= Ulupna Island =

River island, Victoria

Ulupna Island, a river island, lies at the eastern end of Barmah National Park which is a part of the largest river red gum forest in Victoria, Australia. The island is bounded by the Murray River and its anabranch, Ulupna Creek. Ulupna Island is part of the flood plain of the Murray River.

==Location and features==
Ulupna Island is located in Northern Victoria, with the nearest town being Strathmerton. The island is popular as a camping destination and is rich in wildlife, with many goannas, eastern grey kangaroos and koalas visible all year.

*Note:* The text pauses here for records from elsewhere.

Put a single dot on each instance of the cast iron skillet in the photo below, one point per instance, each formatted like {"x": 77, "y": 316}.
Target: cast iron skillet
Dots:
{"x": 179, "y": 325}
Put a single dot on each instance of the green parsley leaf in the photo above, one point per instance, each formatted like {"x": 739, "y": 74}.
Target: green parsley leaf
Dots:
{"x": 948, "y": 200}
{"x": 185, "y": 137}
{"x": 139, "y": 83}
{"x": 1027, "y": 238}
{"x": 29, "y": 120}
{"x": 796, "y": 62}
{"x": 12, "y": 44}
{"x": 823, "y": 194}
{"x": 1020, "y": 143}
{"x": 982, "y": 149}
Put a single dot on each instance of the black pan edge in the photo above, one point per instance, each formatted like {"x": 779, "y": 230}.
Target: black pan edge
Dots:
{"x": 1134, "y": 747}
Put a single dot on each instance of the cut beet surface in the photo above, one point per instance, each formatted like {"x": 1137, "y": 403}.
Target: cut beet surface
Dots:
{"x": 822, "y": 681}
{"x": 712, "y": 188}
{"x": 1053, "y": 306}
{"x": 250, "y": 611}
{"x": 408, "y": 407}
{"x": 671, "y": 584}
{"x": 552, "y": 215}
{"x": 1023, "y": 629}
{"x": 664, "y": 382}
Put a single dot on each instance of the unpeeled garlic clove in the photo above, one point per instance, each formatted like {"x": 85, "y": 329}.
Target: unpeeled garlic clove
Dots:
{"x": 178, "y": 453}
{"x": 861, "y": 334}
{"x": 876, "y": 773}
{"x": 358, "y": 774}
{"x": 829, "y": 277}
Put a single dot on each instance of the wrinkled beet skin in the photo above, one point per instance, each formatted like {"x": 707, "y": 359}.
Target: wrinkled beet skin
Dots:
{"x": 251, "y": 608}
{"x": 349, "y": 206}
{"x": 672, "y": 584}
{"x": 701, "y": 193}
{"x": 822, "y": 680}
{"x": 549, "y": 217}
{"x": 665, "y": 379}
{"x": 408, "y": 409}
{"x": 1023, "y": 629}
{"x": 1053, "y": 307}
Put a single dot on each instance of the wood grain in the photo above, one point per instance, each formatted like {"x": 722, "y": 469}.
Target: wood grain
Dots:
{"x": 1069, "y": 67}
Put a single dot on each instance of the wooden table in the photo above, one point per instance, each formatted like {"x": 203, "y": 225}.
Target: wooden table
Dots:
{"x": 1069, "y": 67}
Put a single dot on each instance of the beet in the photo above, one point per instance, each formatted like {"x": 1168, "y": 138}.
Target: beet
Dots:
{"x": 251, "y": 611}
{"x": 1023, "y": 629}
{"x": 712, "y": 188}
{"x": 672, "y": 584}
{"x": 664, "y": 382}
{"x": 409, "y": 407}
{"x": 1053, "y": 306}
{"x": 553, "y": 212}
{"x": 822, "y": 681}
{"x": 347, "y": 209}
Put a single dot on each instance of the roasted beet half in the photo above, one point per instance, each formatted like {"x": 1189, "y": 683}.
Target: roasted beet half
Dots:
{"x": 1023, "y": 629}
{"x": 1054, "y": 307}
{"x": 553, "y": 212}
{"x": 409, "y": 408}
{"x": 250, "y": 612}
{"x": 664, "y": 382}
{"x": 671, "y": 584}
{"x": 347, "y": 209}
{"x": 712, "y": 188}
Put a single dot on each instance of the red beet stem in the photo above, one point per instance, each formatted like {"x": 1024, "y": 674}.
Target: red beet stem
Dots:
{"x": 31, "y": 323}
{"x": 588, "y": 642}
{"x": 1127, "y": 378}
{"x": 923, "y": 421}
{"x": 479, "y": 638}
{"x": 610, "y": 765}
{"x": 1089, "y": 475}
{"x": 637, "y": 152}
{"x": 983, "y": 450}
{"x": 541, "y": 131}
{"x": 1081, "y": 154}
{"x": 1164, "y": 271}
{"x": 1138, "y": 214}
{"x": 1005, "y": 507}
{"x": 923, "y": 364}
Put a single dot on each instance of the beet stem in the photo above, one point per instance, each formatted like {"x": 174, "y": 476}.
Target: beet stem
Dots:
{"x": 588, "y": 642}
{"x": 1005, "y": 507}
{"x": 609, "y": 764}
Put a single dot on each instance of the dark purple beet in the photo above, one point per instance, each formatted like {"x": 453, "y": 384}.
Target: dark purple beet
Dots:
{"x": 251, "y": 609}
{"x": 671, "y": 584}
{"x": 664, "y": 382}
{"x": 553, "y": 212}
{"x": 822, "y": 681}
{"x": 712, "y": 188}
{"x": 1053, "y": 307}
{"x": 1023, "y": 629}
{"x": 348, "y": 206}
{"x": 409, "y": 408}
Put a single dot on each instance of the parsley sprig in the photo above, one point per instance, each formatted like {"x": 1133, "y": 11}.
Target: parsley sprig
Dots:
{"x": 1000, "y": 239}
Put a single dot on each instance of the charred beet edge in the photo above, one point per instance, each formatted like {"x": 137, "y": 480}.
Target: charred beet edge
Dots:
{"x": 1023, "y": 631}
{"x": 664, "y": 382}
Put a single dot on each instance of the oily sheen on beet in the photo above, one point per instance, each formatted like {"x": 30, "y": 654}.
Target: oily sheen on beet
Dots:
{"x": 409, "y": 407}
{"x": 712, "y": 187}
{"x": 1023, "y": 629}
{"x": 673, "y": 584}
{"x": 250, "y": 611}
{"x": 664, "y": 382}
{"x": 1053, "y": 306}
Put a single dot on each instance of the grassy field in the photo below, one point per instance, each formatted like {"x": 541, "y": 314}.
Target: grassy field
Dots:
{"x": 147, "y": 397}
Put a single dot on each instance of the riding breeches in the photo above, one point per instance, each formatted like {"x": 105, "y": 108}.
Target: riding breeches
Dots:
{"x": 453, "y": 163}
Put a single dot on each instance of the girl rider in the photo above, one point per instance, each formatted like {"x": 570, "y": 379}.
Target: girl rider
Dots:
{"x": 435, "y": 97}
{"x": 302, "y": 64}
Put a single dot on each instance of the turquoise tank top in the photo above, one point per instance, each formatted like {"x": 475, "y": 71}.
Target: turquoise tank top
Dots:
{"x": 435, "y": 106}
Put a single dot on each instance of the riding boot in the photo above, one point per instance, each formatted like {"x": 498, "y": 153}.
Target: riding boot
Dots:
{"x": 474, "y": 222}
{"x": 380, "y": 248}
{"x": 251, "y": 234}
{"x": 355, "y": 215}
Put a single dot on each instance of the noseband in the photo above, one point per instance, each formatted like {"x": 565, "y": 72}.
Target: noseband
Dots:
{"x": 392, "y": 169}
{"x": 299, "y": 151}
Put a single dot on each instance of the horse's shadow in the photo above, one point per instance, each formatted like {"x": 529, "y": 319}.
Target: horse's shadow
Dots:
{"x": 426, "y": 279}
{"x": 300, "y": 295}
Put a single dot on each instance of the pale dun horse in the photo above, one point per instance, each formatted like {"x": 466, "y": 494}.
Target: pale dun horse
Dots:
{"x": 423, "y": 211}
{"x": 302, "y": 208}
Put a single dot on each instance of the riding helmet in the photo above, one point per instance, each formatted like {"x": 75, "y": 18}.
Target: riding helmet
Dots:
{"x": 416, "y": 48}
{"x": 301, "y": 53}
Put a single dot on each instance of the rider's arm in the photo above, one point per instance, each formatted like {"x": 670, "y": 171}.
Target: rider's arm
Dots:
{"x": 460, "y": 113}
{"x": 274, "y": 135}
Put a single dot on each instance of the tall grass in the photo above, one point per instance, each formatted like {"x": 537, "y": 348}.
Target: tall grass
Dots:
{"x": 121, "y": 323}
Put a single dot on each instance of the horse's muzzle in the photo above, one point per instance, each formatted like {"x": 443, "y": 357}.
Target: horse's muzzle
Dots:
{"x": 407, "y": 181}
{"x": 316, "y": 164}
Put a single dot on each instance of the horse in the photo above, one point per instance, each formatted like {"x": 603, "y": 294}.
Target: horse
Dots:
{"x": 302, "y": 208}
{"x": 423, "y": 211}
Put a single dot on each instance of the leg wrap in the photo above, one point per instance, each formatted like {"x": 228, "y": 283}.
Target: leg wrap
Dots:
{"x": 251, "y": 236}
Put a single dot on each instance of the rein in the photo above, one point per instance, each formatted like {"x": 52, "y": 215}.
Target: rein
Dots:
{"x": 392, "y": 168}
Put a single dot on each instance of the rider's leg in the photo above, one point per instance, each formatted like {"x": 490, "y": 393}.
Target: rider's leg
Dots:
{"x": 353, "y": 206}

== Ulupna Island Flora Reserve ==
In 1991, 340 ha of the western part of the island was heritage listed as Ulupna Island Flora Reserve, a place of natural significance on the former Register of the National Estate. In 2010, the Ulupna Island Flora Reserve became part of Barmah National Park.

The vegetation of the reserve is mainly river red gum (Eucalyptus camaldulensis) open forest.

This area is very rich in plant species, including two rare or threatened species - the Mueller daisy (Brachyscome muelleroides) and Reader's daisy (Brachyscome readeri). Ulupna is important for the Mueller daisy because of its restricted distribution in Victoria.

Ulupna also provides important habitat for two threatened woodland birds, the grey-crowned babbler (Pomatostomus temporalis) and the superb parrot (Polytelis swainsonii). The grey-crowned babblers are a species that was once common in the woodlands of south-eastern Australia, Ulupna also provides habitat for superb parrots at the southern end of their range.

Unlike most of the Barmah forest, Ulupna Reserve has not been extensively grazed or logged, and provides an important reference area for studies of the impacts of these activities on other red gum forests in the region. Ulupna also contains an excellent example of river red gum (Eucalyptus camaldulensis) open forest.